Receiving God’s forgiveness means that I have to get over myself, swallow my stubborn pride, and admit that I cannot save myself or anyone else. Only God can do this, and only God has done this through the life, death, and resurrection of Jesus the Son of God. In short, by the power of the Holy Spirit at work in my life through God’s Word and Sacraments, I can let go of whatever hang-ups that are holding me back: that I am not worthy of what God has done for me, that what I have done is so awful even God can’t forgive me, that I don’t feel sorry enough to merit forgiveness, etc. All of these things are lies and deceptions of the enemy to keep us from receiving the gift of God’s forgiveness; to keep us unsure and uncertain about where we stand with God.

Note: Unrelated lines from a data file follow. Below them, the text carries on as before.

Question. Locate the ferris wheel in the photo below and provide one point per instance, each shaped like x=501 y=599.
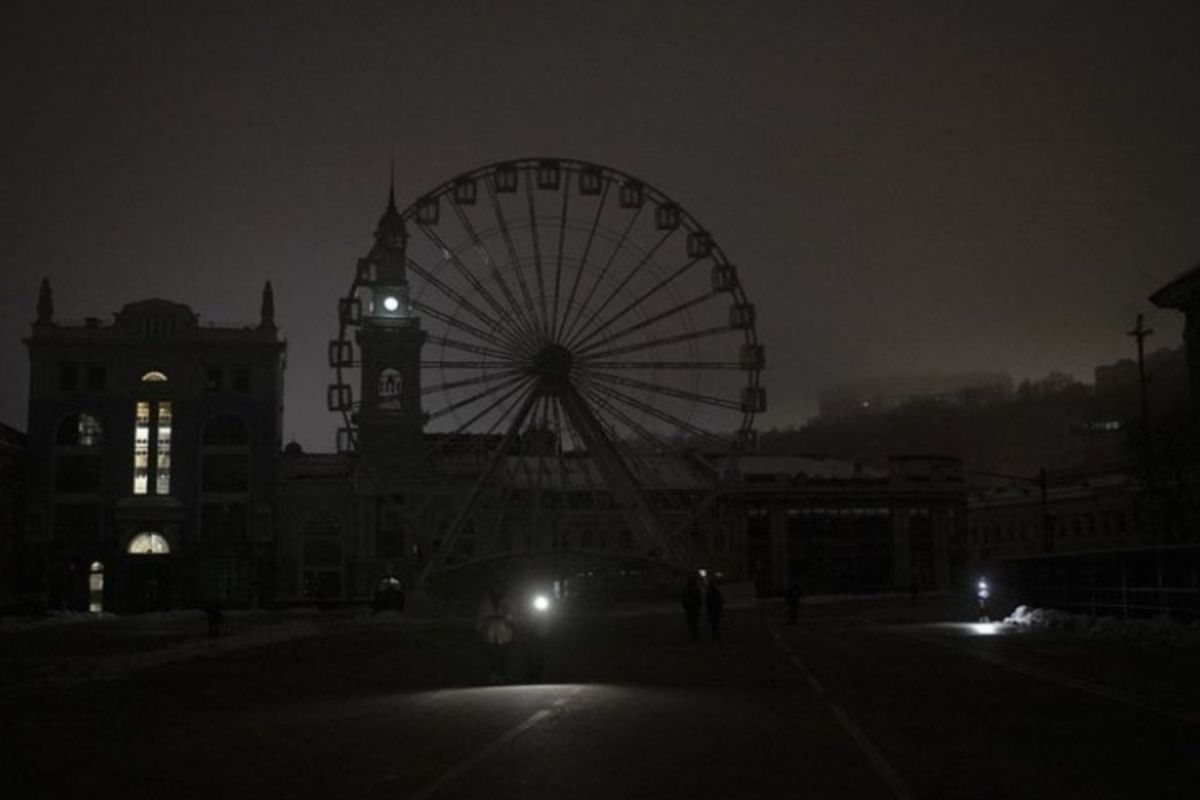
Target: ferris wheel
x=573 y=318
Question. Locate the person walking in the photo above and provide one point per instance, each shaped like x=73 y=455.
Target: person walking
x=691 y=601
x=792 y=599
x=714 y=607
x=495 y=626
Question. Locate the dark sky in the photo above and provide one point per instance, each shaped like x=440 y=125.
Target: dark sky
x=923 y=186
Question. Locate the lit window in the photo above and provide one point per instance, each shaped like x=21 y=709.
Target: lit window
x=96 y=588
x=149 y=543
x=90 y=433
x=142 y=449
x=162 y=467
x=151 y=447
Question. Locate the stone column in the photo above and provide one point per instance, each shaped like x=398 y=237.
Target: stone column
x=779 y=554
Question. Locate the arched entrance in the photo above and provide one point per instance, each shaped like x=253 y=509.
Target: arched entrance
x=149 y=572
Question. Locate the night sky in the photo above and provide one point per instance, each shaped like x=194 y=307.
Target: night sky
x=905 y=187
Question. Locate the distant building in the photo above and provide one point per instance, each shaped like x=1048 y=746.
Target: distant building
x=154 y=444
x=159 y=479
x=13 y=468
x=1183 y=295
x=831 y=525
x=875 y=395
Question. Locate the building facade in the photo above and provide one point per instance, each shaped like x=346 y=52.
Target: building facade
x=157 y=479
x=154 y=449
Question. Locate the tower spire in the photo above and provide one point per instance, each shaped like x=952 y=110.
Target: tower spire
x=268 y=311
x=391 y=187
x=45 y=302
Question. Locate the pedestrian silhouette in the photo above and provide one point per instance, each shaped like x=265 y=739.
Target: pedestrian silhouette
x=714 y=607
x=496 y=627
x=792 y=597
x=215 y=614
x=691 y=602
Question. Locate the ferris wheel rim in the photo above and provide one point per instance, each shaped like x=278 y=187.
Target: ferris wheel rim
x=610 y=178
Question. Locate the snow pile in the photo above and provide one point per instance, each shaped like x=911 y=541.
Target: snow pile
x=1157 y=630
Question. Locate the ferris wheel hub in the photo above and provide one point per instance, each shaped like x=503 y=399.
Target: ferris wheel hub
x=552 y=366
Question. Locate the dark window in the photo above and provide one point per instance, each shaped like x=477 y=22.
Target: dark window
x=79 y=431
x=322 y=552
x=77 y=524
x=223 y=522
x=223 y=473
x=390 y=542
x=77 y=473
x=225 y=429
x=69 y=377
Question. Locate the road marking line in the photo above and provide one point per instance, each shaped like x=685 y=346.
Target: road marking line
x=899 y=788
x=874 y=757
x=537 y=719
x=436 y=785
x=1049 y=675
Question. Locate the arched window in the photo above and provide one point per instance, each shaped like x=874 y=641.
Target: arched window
x=149 y=543
x=389 y=388
x=96 y=588
x=79 y=431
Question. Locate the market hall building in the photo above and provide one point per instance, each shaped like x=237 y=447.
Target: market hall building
x=159 y=479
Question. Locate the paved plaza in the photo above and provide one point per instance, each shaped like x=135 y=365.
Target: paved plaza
x=859 y=699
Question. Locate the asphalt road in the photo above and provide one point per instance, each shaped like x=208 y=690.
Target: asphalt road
x=855 y=702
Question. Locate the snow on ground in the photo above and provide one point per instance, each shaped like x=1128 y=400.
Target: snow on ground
x=261 y=629
x=1158 y=630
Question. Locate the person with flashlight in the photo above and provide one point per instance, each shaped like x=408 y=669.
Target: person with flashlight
x=534 y=633
x=983 y=593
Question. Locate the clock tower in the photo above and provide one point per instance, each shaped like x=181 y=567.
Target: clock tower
x=390 y=338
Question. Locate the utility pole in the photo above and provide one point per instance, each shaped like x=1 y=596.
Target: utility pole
x=1139 y=334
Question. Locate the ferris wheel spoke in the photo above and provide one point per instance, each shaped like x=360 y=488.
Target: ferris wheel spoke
x=471 y=347
x=537 y=258
x=663 y=365
x=641 y=298
x=583 y=329
x=468 y=506
x=657 y=411
x=570 y=330
x=670 y=313
x=666 y=391
x=468 y=382
x=659 y=342
x=634 y=425
x=502 y=313
x=467 y=365
x=454 y=322
x=514 y=259
x=583 y=260
x=499 y=323
x=558 y=262
x=448 y=438
x=474 y=398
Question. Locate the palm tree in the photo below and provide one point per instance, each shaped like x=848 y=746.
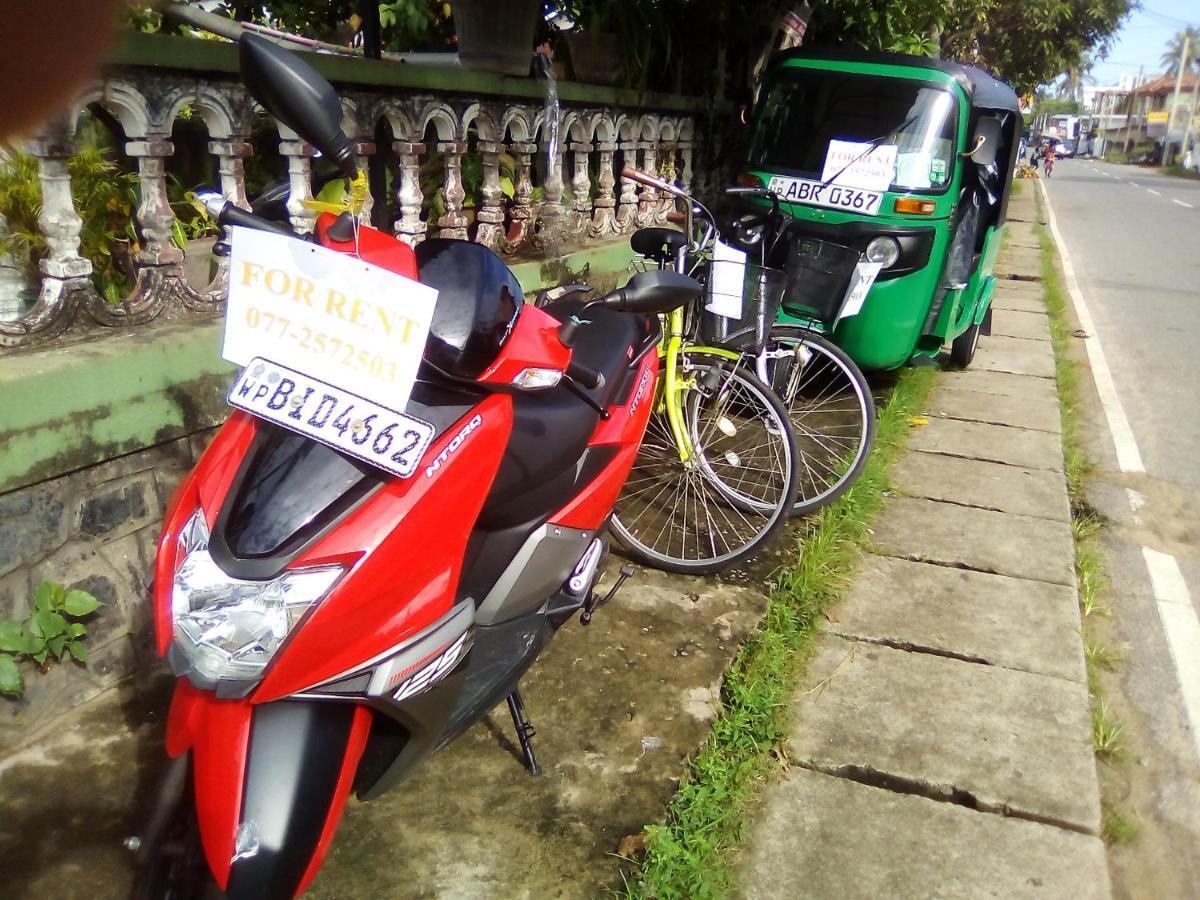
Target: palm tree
x=1170 y=59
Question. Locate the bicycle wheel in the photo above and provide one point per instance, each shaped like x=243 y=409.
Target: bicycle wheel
x=831 y=408
x=729 y=499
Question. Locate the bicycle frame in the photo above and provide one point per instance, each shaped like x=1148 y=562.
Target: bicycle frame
x=671 y=349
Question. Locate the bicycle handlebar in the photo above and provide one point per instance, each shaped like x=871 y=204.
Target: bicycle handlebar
x=648 y=180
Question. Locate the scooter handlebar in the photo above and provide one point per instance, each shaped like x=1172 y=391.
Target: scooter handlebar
x=583 y=376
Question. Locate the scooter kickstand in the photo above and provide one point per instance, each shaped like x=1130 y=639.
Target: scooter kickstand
x=592 y=604
x=525 y=731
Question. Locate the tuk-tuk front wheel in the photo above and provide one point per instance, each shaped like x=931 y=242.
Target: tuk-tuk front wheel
x=964 y=347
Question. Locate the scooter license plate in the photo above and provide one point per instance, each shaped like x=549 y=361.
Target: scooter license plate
x=393 y=441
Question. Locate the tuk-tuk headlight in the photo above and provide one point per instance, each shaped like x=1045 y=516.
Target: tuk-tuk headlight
x=883 y=250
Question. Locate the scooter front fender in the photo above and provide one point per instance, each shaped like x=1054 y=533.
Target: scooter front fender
x=279 y=773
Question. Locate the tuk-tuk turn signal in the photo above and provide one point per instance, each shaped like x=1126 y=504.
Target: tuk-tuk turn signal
x=913 y=207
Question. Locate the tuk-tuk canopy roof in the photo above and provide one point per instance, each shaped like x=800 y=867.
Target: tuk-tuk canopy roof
x=984 y=91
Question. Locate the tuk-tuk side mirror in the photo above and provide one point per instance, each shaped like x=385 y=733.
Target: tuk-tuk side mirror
x=985 y=142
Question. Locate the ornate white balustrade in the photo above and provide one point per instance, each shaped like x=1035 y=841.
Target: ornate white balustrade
x=581 y=197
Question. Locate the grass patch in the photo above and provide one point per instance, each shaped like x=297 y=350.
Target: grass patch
x=689 y=855
x=1180 y=172
x=1117 y=829
x=1107 y=732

The saving truth is that you are a beloved child of God, precious in his sight, created in his own image, and redeemed with the blood of Jesus. In Jesus, you are forgiven of all your sins and transgressions, “as far as the east is from the west, so far has he removed our transgressions from us” (Psalm 103:12). And even more amazing is that God keeps no record of our sins. Not only are these blotted out, but God himself has removed them from his memory as he tells us: “For I will forgive their iniquity, and remember their sin no more” (Jeremiah 31:34b). My friends, if God has forgiven us, how can we do anything except receive this gift with joy and thanksgiving?

Let us then again this day, with joy and thanksgiving, receive the gift of God’s forgiveness. And receiving this gift, let us be at peace with God, with ourselves, and with one another. Let us go and be reconciled to one another as God in Christ is reconciled to us. Amen.